Prior Knowledge Injection into Deep Learning Models Predicting Gene Expression from Whole Slide Images
Max Hallemeesch, Marija Pizurica, Paloma Rabaey, Olivier Gevaert, Thomas Demeester, Kathleen Marchal
TL;DR
We address the problem of predicting gene expression from Whole Slide Images as a cost-effective surrogate for RNA-Seq, which can be slow and expensive in clinical workflows. The authors introduce a model-agnostic prior knowledge (PK) injection framework that converts gene-gene co-expression data into gene embeddings via Nonnegative Matrix Factorization and then injects these embeddings into the gene-expression predictor with a tunable weight $\lambda$, forming the PK-augmented predictor $g_{pk} = (1-\lambda) w A^T + \lambda w G^T + b$. They evaluate across six model architectures, three PK sources (External, Internal, Combined), two feature extractors (CTrans, UNI) and three aggregators, reporting an average gain of $983$ significantly predicted genes on TCGA-BRCA across 18 experiments and successful generalization to CPTAC-BRCA in 14 of 18 cases, with UNI-based PK often providing the best robustness.
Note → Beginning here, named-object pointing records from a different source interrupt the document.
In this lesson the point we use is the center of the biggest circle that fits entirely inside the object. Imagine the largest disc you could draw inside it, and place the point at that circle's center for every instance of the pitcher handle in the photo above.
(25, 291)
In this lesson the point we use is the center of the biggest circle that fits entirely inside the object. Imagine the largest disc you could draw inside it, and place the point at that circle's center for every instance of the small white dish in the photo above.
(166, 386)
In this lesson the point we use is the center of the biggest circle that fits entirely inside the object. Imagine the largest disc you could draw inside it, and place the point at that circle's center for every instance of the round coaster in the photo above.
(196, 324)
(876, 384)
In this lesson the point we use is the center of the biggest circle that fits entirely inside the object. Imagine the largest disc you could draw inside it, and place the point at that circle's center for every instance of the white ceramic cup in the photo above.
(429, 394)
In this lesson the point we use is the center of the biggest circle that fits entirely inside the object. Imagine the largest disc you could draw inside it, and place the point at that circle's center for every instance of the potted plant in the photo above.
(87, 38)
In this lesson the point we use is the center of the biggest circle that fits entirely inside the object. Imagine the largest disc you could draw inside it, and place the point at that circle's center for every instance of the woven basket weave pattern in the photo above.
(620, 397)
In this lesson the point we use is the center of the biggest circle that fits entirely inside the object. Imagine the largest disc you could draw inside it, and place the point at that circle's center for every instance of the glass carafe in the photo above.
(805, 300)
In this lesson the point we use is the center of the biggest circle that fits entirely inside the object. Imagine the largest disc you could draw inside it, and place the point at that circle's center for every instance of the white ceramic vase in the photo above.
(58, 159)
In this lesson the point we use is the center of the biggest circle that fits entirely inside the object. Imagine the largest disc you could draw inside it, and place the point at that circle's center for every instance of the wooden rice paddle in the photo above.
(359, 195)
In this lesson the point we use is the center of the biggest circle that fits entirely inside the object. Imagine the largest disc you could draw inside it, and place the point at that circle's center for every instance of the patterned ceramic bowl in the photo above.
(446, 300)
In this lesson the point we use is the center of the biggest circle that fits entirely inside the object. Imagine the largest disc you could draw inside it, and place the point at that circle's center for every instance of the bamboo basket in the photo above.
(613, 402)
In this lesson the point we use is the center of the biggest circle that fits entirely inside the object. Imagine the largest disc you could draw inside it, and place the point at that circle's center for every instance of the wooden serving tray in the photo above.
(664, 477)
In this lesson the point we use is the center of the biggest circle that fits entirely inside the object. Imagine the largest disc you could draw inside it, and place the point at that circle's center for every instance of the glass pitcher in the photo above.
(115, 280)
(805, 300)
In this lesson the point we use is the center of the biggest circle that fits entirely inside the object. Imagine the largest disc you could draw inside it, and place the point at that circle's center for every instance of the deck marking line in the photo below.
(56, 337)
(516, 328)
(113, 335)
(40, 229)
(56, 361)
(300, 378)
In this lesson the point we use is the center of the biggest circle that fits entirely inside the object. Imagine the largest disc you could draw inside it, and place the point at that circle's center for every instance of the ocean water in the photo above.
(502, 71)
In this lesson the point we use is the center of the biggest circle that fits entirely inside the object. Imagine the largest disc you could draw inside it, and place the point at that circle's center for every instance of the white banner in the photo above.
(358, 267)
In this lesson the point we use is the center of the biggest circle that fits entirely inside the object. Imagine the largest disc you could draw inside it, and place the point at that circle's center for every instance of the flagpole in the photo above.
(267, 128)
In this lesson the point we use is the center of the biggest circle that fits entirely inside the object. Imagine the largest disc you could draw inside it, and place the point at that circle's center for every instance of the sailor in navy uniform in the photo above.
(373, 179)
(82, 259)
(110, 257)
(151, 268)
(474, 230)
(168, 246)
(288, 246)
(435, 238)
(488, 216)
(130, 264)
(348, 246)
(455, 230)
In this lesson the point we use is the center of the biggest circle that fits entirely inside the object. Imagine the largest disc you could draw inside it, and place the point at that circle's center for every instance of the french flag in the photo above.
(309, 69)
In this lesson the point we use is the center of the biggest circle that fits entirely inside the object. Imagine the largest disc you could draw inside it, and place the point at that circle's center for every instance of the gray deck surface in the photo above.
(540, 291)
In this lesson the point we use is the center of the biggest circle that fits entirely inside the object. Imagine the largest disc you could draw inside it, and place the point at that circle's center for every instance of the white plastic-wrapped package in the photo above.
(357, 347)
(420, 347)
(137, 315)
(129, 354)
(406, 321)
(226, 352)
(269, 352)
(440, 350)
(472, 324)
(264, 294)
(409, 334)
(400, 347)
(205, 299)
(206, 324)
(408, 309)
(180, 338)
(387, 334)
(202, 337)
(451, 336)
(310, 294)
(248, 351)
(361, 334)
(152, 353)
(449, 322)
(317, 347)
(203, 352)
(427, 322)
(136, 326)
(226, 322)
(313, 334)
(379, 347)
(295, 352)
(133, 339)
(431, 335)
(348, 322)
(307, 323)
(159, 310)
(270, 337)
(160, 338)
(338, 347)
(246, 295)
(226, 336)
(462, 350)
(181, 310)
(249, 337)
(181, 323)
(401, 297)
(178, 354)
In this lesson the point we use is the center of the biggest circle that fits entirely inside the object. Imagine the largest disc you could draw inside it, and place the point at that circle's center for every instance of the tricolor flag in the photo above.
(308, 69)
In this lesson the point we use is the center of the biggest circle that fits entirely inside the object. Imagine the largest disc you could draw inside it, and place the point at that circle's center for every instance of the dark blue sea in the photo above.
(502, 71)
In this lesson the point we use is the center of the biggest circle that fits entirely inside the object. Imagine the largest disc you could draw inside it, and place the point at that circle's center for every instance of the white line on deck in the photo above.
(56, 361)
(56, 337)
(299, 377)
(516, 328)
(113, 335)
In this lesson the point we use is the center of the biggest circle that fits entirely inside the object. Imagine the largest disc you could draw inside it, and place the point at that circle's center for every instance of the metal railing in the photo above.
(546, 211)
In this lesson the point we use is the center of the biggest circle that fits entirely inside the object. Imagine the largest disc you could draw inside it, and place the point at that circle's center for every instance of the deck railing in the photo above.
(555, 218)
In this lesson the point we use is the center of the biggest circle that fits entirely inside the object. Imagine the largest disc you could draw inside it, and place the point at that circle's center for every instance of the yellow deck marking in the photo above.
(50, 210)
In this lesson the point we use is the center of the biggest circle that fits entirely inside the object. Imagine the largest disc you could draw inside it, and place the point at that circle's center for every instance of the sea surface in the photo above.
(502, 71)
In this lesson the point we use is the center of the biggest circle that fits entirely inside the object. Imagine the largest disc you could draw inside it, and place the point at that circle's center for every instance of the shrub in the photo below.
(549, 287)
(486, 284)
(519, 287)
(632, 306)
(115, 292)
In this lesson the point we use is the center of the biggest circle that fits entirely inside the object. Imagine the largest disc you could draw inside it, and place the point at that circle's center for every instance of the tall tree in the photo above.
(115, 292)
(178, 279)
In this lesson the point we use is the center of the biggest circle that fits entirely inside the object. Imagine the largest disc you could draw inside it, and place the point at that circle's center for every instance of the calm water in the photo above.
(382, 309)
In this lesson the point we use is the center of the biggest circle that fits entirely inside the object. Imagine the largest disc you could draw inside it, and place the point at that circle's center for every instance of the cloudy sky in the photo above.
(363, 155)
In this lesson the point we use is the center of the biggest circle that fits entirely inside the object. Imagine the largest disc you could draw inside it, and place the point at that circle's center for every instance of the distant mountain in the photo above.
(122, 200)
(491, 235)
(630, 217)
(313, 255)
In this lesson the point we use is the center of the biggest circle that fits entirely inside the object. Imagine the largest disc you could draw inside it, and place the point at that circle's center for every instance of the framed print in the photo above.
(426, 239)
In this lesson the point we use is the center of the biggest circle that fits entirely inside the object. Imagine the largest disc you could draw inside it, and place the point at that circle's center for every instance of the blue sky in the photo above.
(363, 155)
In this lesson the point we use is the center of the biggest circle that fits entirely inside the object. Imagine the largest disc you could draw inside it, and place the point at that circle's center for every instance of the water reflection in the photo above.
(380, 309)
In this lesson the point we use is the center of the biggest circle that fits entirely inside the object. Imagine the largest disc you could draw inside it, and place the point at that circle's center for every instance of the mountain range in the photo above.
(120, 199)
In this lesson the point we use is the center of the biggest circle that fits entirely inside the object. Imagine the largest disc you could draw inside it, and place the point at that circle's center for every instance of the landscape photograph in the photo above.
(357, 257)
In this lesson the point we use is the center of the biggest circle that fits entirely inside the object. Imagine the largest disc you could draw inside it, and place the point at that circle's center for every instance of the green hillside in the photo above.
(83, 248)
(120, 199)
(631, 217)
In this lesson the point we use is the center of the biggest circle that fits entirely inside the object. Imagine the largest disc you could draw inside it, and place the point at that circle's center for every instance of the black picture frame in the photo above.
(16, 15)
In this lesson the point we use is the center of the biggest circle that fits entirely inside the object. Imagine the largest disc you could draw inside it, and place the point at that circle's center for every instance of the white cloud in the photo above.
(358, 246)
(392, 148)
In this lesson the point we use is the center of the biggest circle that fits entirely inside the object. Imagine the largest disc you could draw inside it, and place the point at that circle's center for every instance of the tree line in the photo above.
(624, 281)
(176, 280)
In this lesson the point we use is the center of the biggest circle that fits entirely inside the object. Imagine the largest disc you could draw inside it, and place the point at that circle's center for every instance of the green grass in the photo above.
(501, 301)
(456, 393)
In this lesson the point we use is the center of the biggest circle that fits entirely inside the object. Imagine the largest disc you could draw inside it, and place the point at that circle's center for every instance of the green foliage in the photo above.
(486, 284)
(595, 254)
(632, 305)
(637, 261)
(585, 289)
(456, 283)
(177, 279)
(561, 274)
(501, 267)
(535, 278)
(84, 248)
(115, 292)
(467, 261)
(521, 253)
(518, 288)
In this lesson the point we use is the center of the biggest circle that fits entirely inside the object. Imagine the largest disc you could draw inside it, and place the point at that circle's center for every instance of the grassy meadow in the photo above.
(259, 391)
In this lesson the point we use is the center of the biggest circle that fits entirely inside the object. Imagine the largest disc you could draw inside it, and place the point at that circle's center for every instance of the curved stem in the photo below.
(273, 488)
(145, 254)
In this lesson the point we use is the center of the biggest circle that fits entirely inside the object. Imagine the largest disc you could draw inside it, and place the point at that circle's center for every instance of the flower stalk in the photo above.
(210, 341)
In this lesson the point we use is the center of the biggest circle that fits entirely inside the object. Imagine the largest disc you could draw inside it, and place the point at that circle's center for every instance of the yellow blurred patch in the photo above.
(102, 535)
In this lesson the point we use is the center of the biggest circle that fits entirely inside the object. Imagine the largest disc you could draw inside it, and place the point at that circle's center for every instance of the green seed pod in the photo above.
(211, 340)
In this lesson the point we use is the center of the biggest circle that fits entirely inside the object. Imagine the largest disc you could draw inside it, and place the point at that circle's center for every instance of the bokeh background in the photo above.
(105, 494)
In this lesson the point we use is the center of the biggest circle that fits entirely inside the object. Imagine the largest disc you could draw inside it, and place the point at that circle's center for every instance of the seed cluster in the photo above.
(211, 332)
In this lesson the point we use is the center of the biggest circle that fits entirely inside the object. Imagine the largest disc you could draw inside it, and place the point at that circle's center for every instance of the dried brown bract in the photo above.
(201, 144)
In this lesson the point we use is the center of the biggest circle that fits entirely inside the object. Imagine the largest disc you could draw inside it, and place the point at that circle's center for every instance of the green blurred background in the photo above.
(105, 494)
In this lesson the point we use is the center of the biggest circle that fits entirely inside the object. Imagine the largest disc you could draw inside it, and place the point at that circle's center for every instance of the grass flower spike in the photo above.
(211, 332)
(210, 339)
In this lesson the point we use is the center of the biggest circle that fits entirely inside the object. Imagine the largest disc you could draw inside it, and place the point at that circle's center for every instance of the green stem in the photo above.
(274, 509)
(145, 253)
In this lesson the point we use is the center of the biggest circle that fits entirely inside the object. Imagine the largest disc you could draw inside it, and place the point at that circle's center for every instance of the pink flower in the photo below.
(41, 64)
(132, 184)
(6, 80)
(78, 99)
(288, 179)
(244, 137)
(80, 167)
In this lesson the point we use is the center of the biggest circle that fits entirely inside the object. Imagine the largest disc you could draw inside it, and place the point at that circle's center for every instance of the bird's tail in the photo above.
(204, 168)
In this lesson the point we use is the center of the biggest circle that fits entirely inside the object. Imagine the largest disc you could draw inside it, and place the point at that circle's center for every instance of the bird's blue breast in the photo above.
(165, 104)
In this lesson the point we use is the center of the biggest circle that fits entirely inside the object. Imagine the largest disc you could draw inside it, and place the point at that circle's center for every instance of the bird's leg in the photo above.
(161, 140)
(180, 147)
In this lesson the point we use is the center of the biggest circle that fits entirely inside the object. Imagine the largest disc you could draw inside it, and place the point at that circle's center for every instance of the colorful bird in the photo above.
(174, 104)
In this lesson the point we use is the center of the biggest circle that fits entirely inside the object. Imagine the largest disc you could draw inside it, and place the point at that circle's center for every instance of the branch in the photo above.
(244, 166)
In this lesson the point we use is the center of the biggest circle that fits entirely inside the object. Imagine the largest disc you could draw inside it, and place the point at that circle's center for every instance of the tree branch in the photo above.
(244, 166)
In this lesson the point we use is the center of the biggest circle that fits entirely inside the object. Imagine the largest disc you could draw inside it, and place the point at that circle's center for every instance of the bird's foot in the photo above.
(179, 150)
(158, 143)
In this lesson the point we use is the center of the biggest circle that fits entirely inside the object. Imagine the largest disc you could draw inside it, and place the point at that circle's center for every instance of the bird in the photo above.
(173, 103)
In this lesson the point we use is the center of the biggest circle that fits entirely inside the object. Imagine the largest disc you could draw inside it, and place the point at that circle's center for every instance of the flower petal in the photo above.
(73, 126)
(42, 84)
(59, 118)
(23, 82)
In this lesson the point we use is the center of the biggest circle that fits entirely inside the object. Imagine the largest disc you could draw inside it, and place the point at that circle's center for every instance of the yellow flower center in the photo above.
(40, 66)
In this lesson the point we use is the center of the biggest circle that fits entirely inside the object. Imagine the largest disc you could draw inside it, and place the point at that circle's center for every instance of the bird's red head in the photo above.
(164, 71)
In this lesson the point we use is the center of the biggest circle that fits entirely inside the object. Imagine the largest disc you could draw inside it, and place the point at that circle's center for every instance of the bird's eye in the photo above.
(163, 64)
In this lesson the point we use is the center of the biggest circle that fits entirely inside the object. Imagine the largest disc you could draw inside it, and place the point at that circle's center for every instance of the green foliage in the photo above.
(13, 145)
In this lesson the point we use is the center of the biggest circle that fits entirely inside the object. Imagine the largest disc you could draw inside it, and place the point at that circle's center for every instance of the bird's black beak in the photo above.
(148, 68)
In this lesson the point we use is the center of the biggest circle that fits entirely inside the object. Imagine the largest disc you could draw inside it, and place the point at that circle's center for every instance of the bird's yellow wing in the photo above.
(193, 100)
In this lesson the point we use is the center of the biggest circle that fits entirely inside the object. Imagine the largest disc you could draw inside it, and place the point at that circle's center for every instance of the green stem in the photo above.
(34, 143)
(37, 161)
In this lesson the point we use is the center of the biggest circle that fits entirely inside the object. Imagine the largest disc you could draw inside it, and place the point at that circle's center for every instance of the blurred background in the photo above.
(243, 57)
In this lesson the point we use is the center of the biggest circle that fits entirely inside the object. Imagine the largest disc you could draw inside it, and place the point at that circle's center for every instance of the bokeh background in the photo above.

The work demonstrates that injecting prior knowledge can improve predictive accuracy and robustness of WSI-based molecular profiling, potentially accelerating integration of transcriptomic markers into oncology workflows.
Abstract
Cancer diagnosis and prognosis primarily depend on clinical parameters such as age and tumor grade, and are increasingly complemented by molecular data, such as gene expression, from tumor sequencing. However, sequencing is costly and delays oncology workflows. Recent advances in Deep Learning allow to predict molecular information from morphological features within Whole Slide Images (WSIs), offering a cost-effective proxy of the molecular markers. While promising, current methods lack the robustness to fully replace direct sequencing. Here we aim to improve existing methods by introducing a model-agnostic framework that allows to inject prior knowledge on gene-gene interactions into Deep Learning architectures, thereby increasing accuracy and robustness. We design the framework to be generic and flexibly adaptable to a wide range of architectures. In a case study on breast cancer, our strategy leads to an average increase of 983 significant genes (out of 25,761) across all 18 experiments, with 14 generalizing to an increase on an independent dataset. Our findings reveal a high potential for injection of prior knowledge to increase gene expression prediction performance from WSIs across a wide range of architectures.